Una imagen son mil imágenes
Había de inventarme nuevas partidas. Jugar conmigo mismo, contra mí (…)
Al ser un puro juego del pensamiento desligado por completo del azar,
es lógicamente un absurdo querer jugar contra uno mismo.
STEFAN ZWEIG
Rafael Pablos ha demostrado en sus montajes que la imagen, repetida, no se multiplica, sino que se descompone. Ello es visible en sus experimentos de los setenta: ‘Los círculos’, ‘Las caras’, ‘La muerte de la mariposa’ y ‘La espiral’, que da título a su antología Fotografías [1972-1999] (2007.) Rafael Pablos sabe que una tuerca de nada sirve si no se la aprieta. Si no se la somete a giros sucesivos. Una tuerca -léase, el arte- está para ser movida no necesariamente en el sentido de las agujas del reloj. El ensayo-error y la casualidad nos alumbran brutos que la pericia va puliendo. Ahora, el autor nos acerca la solarización como TAC de la luz. Y hay aquí un trasvase peligroso del no saber al saber: en el perfeccionamiento de cualquier técnica, el arte se vuelve una artesanía. Para que tal cosa no debilite el discurso, el artista ha de seguir siendo un salvaje.
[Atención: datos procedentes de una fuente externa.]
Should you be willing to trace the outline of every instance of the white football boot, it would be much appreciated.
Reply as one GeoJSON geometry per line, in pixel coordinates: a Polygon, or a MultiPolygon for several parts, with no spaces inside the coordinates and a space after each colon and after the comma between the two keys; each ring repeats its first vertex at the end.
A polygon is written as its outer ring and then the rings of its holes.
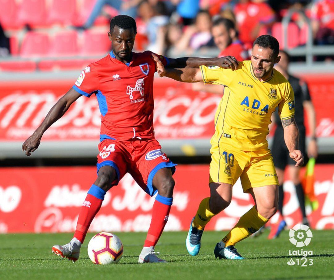
{"type": "Polygon", "coordinates": [[[167,261],[158,258],[157,255],[160,254],[158,252],[154,252],[154,247],[153,246],[150,247],[144,247],[142,250],[138,262],[143,263],[148,262],[166,263],[167,261]]]}
{"type": "Polygon", "coordinates": [[[55,245],[52,247],[52,252],[62,258],[67,258],[73,262],[77,260],[80,253],[81,242],[73,237],[69,243],[63,245],[55,245]]]}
La solarización es variada y Pablos, explicativo al término del libro. Allí repasa su historia, sin excederse en lo pedagógico, aludiendo al episodio que, en 1857, un fotógrafo protagonizó, al hacerse consciente de la inversión de tonos que se apropiaba de una imagen parcialmente revelada. En la ciencia, como en el arte, casi todo parte de un juego. Unas veces la intuición nos acerca al conocimiento -Clara Janés-, otras el juego acelera las partículas -Oteiza-. Por eso la inspiración no te pilla trabajando, sino jugando. Y sin juego ni trabajo, también existe: es la claridad que viene del cielo, tan definitoriamente expresada por Claudio.
En este libro hay una mezcla de ciencia y de arte. De entrada, Pablos se reconoce en el otro. ¿Cómo?: eligiendo la senda que otros pisaron -no aludo sólo al cómo sino al qué-, la de aquellos que escogieron la flor como banco de pruebas y de resultados. En la parte final, aludida antes, sitúa trabajos de Dain L. Tasker y de Bill Westheimer. De ellos son deudoras sus silvestrerías. Y en esa humildad -no justificativa; más bien, especie de summa– hay grandeza. Él sabe que a una etapa centrada en el yo, en la que disparatas, le sigue otra, en lo aparente apocada, más reafirmativa, en cambio, si cabe, en que la tradición se erige protagonista. Esta segunda, más abierta al mundo, denota un proceso asimilatorio que también suele darse en política. El artista no dejará de ser un salvaje -desatenderá la voz, lanar, del coro- pero habrá, junto al orgullo de obra, un orgullo de pertenencia. La historia del arte acaba siendo una cadena de tuercas giradas. No es ‘que inventen otros’, es que el sentido de la belleza cambia. No acertar por casualidad -¿cabe otra cosa?-, es repensar los aciertos en el marco histórico, también los ajenos.
La naturaleza, hoy día, no es que esté sobrevalorada. Es que ha alcanzado un valor religioso. Es una naturaleza de salón. Pretendidamente intelectual -sólo pretendidamente; utilizada en la política de Trivial-, mas propia de ignorantes. Las fotografías de Rafael Pablos no tienen nada que ver con eso. Sus imágenes se apoyan en ella, pero sin ingenuidades. Con delectación y con servidumbre. Una actitud que siempre, en la persona que sea, me recuerda a Millet. Lo mismo un Ángelus que un hombre con su azada. Y allí está él, con su azada, con su cámara. Acudiendo a lo más despreciable, al rastrojo puro; ese que no surge de ningún cultivo. El rastrojo antes del rastrojo, el desecho. Pero también el rastrojo barroco de una flor hinchada, que, pareciera, se mira al espejo, bella, orgullosa, surgida porque sí. Sin que nadie la haya plantado en ninguna semilla. Las fotos de Pablos preservan lo pasajero, lo inapreciado y nos recuerdan que es la mano humana la que dota de sentido el absurdo natural. La naturaleza se redescubre, sin alteraciones, en cada tratamiento que el hombre hace de ella. Se trata, en definitiva, de tropezar con lo real y caer en la verdad.
De ese juego y de tales transformaciones, Pablos sale otro. Siendo el mismo. El juego le impide cejar en su lucha en favor de lo analógico. Encerrado consigo. En sus cámaras oscuras. Solarizado. Girado como una tuerca. Detenido en sepia. Radiografía. Salvaje.